I don't think it is so far away as to not be possible never. I see that it is far enough away that no living human being will ever be able to recieve such a treatment. It is not something as simple as creating a small motor that can accurately deliver a dose form a needle (reservoir). You are talking about regenerating an organ, which we currently can not do. It is not exactly a bruise, or a fracture that the body will heal on its own. It is closer to using a mouse and a sample of DNA to regenerate an ear/nose/etc for transplant. That is not to say that it can't be done, but not unless two major things happen. The first being that the major corporations like medtronic, squib, and Lilly become fine with loosing hundreds of millions of dollars in income every year. The second being that the science improves to a point that the externally regenerated organ (be it anything, not only talking pancreas here) can safely (as in less than say 10% fatality/rejection rate, or any other similarly acceptable low percentage) be implanted. If you use the patients DNA to generate the organ, then the rejection rate should be very small, and thus help make it a reality.
A completely arbitrary and meaningless sentiment used to justify all sorts of monstrous actions and inactions.

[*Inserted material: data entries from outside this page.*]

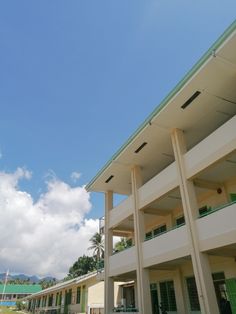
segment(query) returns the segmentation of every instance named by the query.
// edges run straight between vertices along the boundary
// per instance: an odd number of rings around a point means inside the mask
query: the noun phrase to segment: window
[[[213,281],[225,280],[225,274],[224,272],[214,273],[212,274],[212,279]]]
[[[180,216],[180,217],[176,218],[176,226],[177,227],[180,227],[184,224],[185,224],[184,216]]]
[[[60,292],[58,296],[58,305],[61,305],[61,301],[62,301],[62,292]]]
[[[53,302],[53,295],[51,294],[48,299],[48,306],[52,306],[52,302]]]
[[[235,193],[231,193],[230,194],[230,200],[231,200],[231,202],[235,202],[236,201],[236,194]]]
[[[71,304],[72,290],[66,291],[65,294],[65,305]]]
[[[208,207],[207,205],[202,206],[201,208],[198,209],[199,215],[204,215],[208,213],[211,210],[211,207]]]
[[[166,311],[177,311],[173,281],[160,282],[162,307]]]
[[[186,278],[188,297],[191,311],[200,311],[197,286],[194,277]]]
[[[57,294],[56,294],[56,303],[55,303],[55,305],[57,306],[58,305],[58,302],[59,301],[59,292],[57,292]]]
[[[76,303],[80,304],[80,298],[81,298],[81,287],[77,288],[77,297],[76,297]]]
[[[159,226],[159,227],[153,229],[154,237],[157,236],[158,234],[163,233],[163,232],[166,232],[166,225],[162,225],[162,226]]]
[[[46,302],[47,302],[47,297],[46,297],[46,296],[44,296],[44,297],[43,297],[43,307],[45,307],[45,306],[46,306]]]
[[[146,240],[149,240],[149,239],[151,239],[151,238],[152,238],[152,231],[149,231],[149,232],[146,233],[145,239],[146,239]]]

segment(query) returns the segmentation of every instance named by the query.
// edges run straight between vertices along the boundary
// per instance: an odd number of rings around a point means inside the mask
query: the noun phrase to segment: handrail
[[[208,215],[210,215],[210,214],[212,214],[212,213],[214,213],[214,212],[217,212],[217,211],[219,211],[219,210],[221,210],[221,209],[223,209],[223,208],[225,208],[225,207],[228,207],[228,206],[230,206],[230,205],[233,205],[233,204],[235,204],[235,203],[236,203],[236,201],[233,201],[233,202],[226,203],[226,204],[223,204],[223,205],[221,205],[221,206],[218,206],[218,207],[216,207],[216,208],[211,208],[211,209],[208,210],[207,212],[205,212],[205,213],[199,215],[198,218],[202,218],[202,217],[208,216]]]
[[[172,231],[172,230],[178,229],[178,228],[180,228],[180,227],[182,227],[182,226],[184,226],[184,225],[185,225],[185,222],[182,223],[182,224],[179,224],[179,225],[175,225],[175,226],[173,226],[173,227],[171,227],[171,228],[168,228],[167,230],[162,231],[162,232],[160,232],[160,233],[158,233],[158,234],[151,235],[151,236],[145,238],[145,239],[144,239],[144,242],[145,242],[145,241],[149,241],[149,240],[154,239],[154,238],[157,238],[157,237],[163,235],[164,233],[167,233],[167,232],[170,232],[170,231]]]
[[[113,313],[136,313],[138,312],[138,309],[136,307],[114,307]]]
[[[120,252],[123,252],[123,251],[125,251],[125,250],[128,250],[128,249],[130,249],[130,248],[133,247],[133,246],[134,246],[134,244],[132,244],[132,245],[130,245],[130,246],[127,246],[127,247],[123,248],[123,249],[120,250],[120,251],[114,251],[114,252],[112,253],[112,256],[113,256],[113,255],[116,255],[116,254],[118,254],[118,253],[120,253]]]

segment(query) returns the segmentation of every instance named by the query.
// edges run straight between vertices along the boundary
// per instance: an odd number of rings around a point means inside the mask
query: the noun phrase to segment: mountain
[[[0,281],[4,282],[5,277],[6,277],[6,273],[0,273]],[[45,282],[49,282],[49,281],[54,280],[55,278],[51,277],[51,276],[47,276],[47,277],[44,277],[44,278],[39,278],[39,277],[37,277],[35,275],[29,276],[29,275],[25,275],[25,274],[14,274],[14,275],[9,274],[8,275],[8,281],[16,280],[16,279],[19,279],[19,280],[22,280],[22,281],[28,281],[29,283],[39,283],[42,280],[45,281]]]

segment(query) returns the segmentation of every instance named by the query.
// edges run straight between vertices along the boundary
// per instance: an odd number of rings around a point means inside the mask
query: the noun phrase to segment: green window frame
[[[236,202],[236,193],[230,193],[230,200],[231,202]]]
[[[163,281],[159,285],[162,308],[166,311],[177,311],[174,282]]]
[[[211,211],[211,207],[207,206],[207,205],[204,205],[202,207],[200,207],[198,209],[198,212],[199,212],[199,215],[202,216],[202,215],[205,215],[207,214],[208,212]]]
[[[148,231],[145,234],[145,240],[150,240],[152,238],[152,231]]]
[[[188,290],[188,299],[191,311],[200,311],[200,303],[197,293],[197,285],[194,277],[186,278],[186,285]]]
[[[80,304],[81,301],[81,287],[77,287],[76,303]]]
[[[65,305],[70,305],[71,304],[71,299],[72,299],[72,290],[71,289],[69,291],[66,290],[66,293],[65,293]]]
[[[166,224],[158,226],[157,228],[153,229],[153,236],[155,237],[159,234],[162,234],[162,233],[166,232],[166,230],[167,230]]]
[[[180,227],[180,226],[184,225],[184,224],[185,224],[184,215],[177,217],[177,218],[175,219],[175,223],[176,223],[176,226],[177,226],[177,227]]]
[[[51,295],[48,297],[48,306],[52,306],[52,302],[53,302],[53,294],[51,294]]]

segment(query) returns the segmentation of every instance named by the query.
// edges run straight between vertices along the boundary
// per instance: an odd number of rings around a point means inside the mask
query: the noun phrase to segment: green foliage
[[[130,240],[121,238],[120,241],[115,244],[115,252],[123,251],[124,249],[130,247],[130,245]]]
[[[94,257],[83,255],[70,267],[66,279],[71,279],[86,275],[87,273],[96,269],[96,260]]]
[[[16,309],[17,311],[24,310],[26,308],[25,304],[22,301],[16,301]]]
[[[9,279],[7,283],[10,285],[32,285],[33,284],[32,282],[30,282],[29,278],[27,279],[12,278],[12,279]]]
[[[39,281],[39,284],[41,285],[42,289],[47,289],[57,284],[57,281],[56,281],[56,278],[53,278],[51,280],[42,279]]]
[[[91,246],[88,250],[93,250],[93,256],[83,255],[69,268],[69,272],[64,280],[69,280],[75,277],[86,275],[87,273],[96,270],[98,267],[104,266],[104,239],[103,236],[96,232],[90,239]]]
[[[103,236],[100,233],[96,232],[89,241],[92,245],[88,249],[93,250],[93,256],[95,257],[96,261],[98,262],[104,259]]]

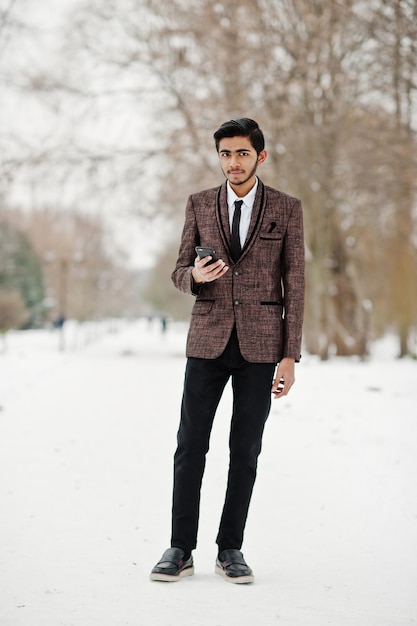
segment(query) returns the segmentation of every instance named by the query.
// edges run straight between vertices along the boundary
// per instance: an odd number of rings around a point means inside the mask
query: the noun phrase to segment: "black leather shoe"
[[[216,574],[229,583],[253,583],[253,572],[240,550],[223,550],[216,561]]]
[[[150,579],[164,582],[176,582],[183,576],[194,574],[193,557],[184,561],[184,550],[168,548],[161,556],[160,561],[153,568]]]

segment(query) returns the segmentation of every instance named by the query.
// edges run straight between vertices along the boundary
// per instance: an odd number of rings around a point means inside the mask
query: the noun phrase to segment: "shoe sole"
[[[151,580],[158,580],[163,583],[177,583],[181,578],[185,576],[192,576],[194,574],[194,567],[187,567],[183,569],[179,574],[175,574],[175,576],[170,576],[169,574],[158,574],[151,573],[149,578]]]
[[[216,569],[215,569],[216,574],[218,574],[219,576],[222,576],[225,581],[227,581],[228,583],[233,583],[235,585],[248,585],[250,583],[253,583],[255,581],[255,577],[253,575],[249,575],[249,576],[228,576],[226,574],[226,572],[219,567],[218,565],[216,565]]]

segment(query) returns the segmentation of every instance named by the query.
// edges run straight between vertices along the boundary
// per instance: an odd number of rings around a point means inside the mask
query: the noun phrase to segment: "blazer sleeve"
[[[299,361],[304,315],[305,253],[302,205],[295,198],[284,240],[282,261],[285,311],[283,356]]]
[[[200,236],[194,211],[192,196],[188,198],[185,208],[185,222],[181,235],[180,249],[174,271],[171,274],[172,282],[180,291],[189,295],[198,295],[202,285],[194,283],[192,270],[196,257],[195,246],[199,245]]]

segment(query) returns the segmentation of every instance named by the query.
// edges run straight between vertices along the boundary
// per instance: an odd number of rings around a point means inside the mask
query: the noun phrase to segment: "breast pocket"
[[[281,254],[282,246],[284,245],[283,241],[282,233],[279,231],[260,233],[257,247],[259,263],[262,265],[276,262]]]
[[[259,238],[267,241],[282,241],[282,233],[275,231],[272,233],[263,232],[260,233]]]

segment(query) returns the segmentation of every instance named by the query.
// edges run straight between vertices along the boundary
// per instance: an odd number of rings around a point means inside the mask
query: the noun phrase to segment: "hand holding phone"
[[[200,259],[205,259],[206,256],[211,256],[211,260],[208,263],[206,263],[206,265],[211,265],[212,263],[215,263],[218,260],[216,251],[213,248],[210,248],[208,246],[196,246],[195,251],[197,255],[200,257]]]
[[[229,269],[222,259],[219,259],[216,251],[210,246],[196,246],[196,254],[199,258],[194,262],[192,270],[192,276],[197,284],[211,283],[213,280],[217,280]],[[204,262],[206,257],[211,257],[210,261]],[[214,267],[211,267],[213,263],[216,263]]]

I am not justifying anything. I do not see how immorality could be anything but bad. How would you feel if Chairman Mao, Stalin, or Hitler (or any mass murderer or leader of a government that committed genocide) had found a way to be immortal. Would you want a Aldof Hitler that never naturally dies? In the same way, if you can regenerate an organ it is a small jump to regenerate the entire person, so say HItler was immortal (to natural death), but was assassinated. Now just regenerate him and right back in the same seat.
Or for that matter, how often do you think we would go to war if death was not a factor? I would be willing to bet it would be a lot more often than it currently is, and that can only be bad.